Listed below is the full interface to the firdecim family of objects. While each method is listed for firdecim_crcf , the same functionality applies to firdecim_rrrf and firdecim_cccf .
- firdecim_crcf_create(D,*h,N) creates a firdecim object with a firdecimation factor \(D\) using \(N\) filter coefficients \(\vec{h}\) .
- firdecim_crcf_create_prototype(D,m,As) creates a firdecim object from a prototype filter with a firdecimation factor \(D\) , a delay of \(Dm\) samples, and a stop-band attenuation \(A_s\) dB.
- firdecim_crcf_create_rnyquist(type,D,m,beta,dt) creates a firdecim object from a square-root Nyquist prototype filter with a firdecimation factor \(D\) , a delay of \(Dm\) samples, an excess bandwidth factor \(\beta\) , and a fractional sample delay \(\Delta t\) (see [ref:section-filter-firdes-rnyquist] for details).
- firdecim_crcf_destroy(q) destroys a firdecim object, freeing all internally-allocated memory.
- firdecim_crcf_print(q) prints the parameters of a firdecim object to the standard output.
- firdecim_crcf_clear(q) clears the internal buffer of a firdecim object.

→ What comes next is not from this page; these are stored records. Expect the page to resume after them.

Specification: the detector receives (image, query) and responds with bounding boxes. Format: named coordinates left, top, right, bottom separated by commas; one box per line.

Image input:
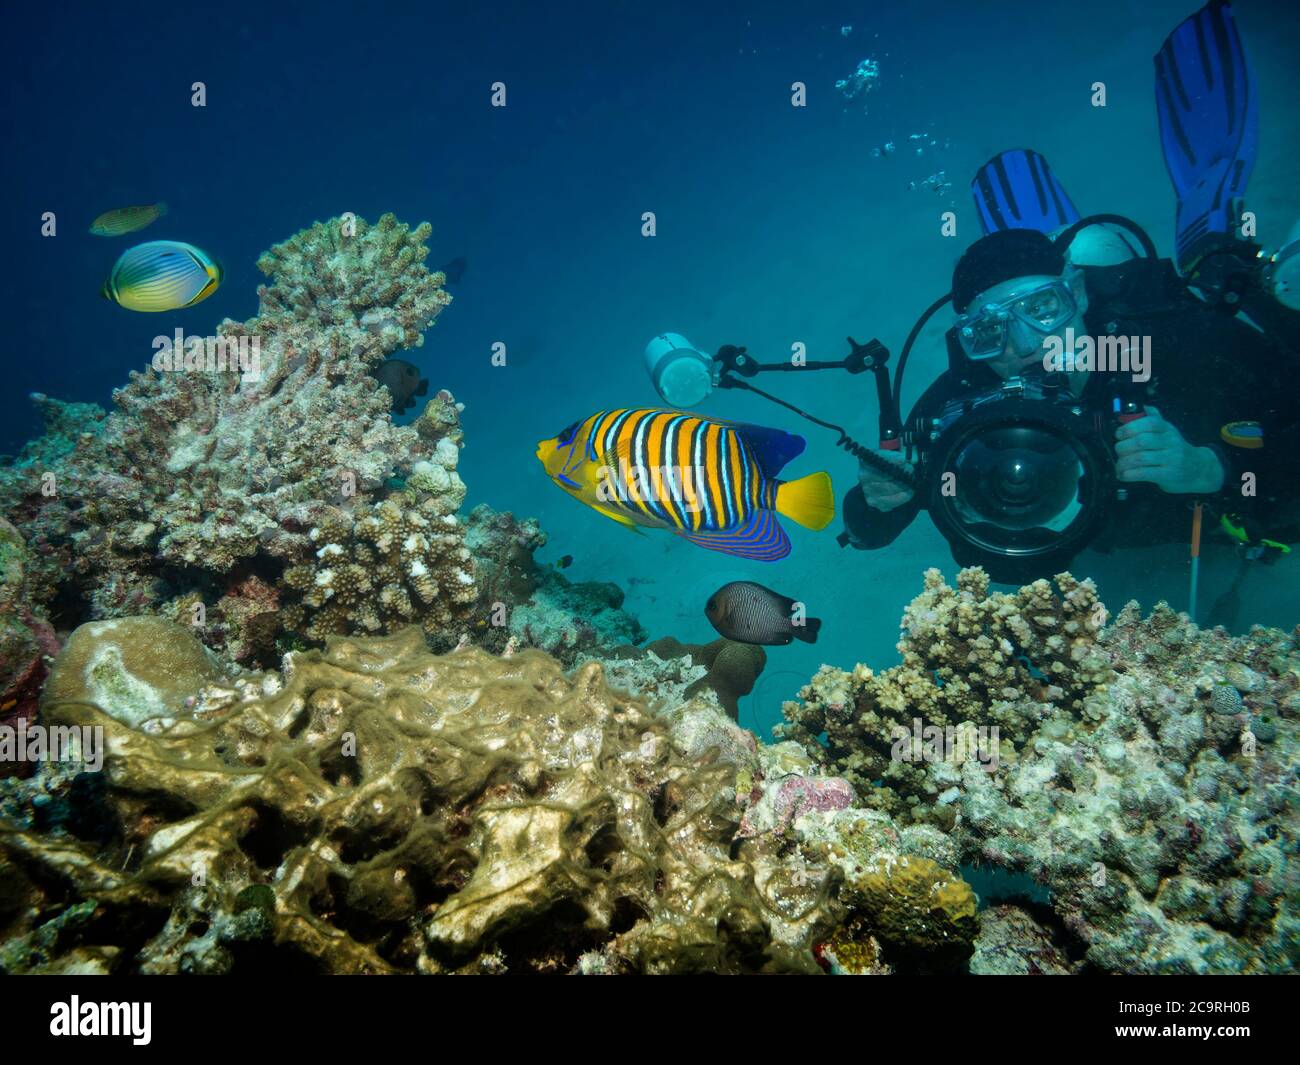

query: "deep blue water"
left=4, top=0, right=1298, bottom=734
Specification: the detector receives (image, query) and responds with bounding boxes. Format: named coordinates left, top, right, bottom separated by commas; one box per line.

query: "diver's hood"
left=1062, top=222, right=1146, bottom=268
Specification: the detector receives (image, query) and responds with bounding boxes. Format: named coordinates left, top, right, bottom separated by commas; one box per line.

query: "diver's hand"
left=858, top=449, right=916, bottom=512
left=1114, top=406, right=1226, bottom=494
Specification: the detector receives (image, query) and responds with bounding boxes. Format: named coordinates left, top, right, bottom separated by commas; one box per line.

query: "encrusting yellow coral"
left=841, top=853, right=978, bottom=971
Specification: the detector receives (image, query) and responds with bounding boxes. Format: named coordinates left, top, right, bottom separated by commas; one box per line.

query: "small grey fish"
left=705, top=581, right=820, bottom=646
left=375, top=358, right=429, bottom=414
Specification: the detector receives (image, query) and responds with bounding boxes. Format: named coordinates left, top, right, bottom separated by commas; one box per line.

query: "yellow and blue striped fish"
left=89, top=202, right=167, bottom=236
left=102, top=240, right=222, bottom=312
left=536, top=408, right=834, bottom=561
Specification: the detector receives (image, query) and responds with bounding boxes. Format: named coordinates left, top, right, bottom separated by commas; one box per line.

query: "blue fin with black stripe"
left=678, top=509, right=791, bottom=561
left=972, top=149, right=1080, bottom=235
left=1154, top=0, right=1258, bottom=272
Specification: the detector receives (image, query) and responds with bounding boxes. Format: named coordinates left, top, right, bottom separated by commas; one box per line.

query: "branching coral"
left=782, top=566, right=1300, bottom=974
left=780, top=566, right=1111, bottom=818
left=280, top=494, right=475, bottom=646
left=0, top=215, right=480, bottom=659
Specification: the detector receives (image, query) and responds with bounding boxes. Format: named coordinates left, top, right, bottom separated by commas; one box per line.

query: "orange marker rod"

- firdecim_crcf_execute(q,*x,*y,k) computes the output firdecimation of the input sequence \(\vec{x}\) (which is \(D\) samples in size) at the index \(k\) and stores the result in \(y\) .
Filter Delay∞
The delay of the decimator will depend upon the filter coefficients themselves. Normally, an FIR filter has symmetric coefficients and has a length \(2Mm+1\) in which case the output delay is \(Mm\) samples, where \(M\) is the decimation rate and \(m\) is the filter semi-length. But if the filter coefficients are not symmetric or if the filter length follows a different length, the delay will be something different. Unfortunately the decimator cannot compensate for this automatically since it doesn't know the filter response. The delay could even be a fraction of a sample.
If the filter does have a length \(2Mm+1\) then the output delay will be \(m\) samples; this is one of the reasons designing a filter of this length is convenient. If this is the case, you can then just ignore the first \(m\) output samples (e.g. after decimation), and then flush \(m\) blocks of \(M\) samples each through the filter to compensate for that delay.
Example∞
An example of the firdecim interface is listed below.
#include <liquid/liquid.h>
int main() {
// options
unsigned int M = 4; // decimation factor
unsigned int h_len = 21; // filter length
// design filter and create decimator object
float h[h_len]; // filter coefficients
firdecim_crcf q = firdecim_crcf_create(M,h,h_len);
// generate input signal and decimate
float complex x[M]; // input samples
float complex y; // output sample
// run decimator (repeat as necessary)
{
firdecim_crcf_execute(q, x, &y);
}
// destroy decimator object
firdecim_crcf_destroy(q);
}
A more detailed example is given in examples/firdecim_crcf_example.c in the main liquid project directory.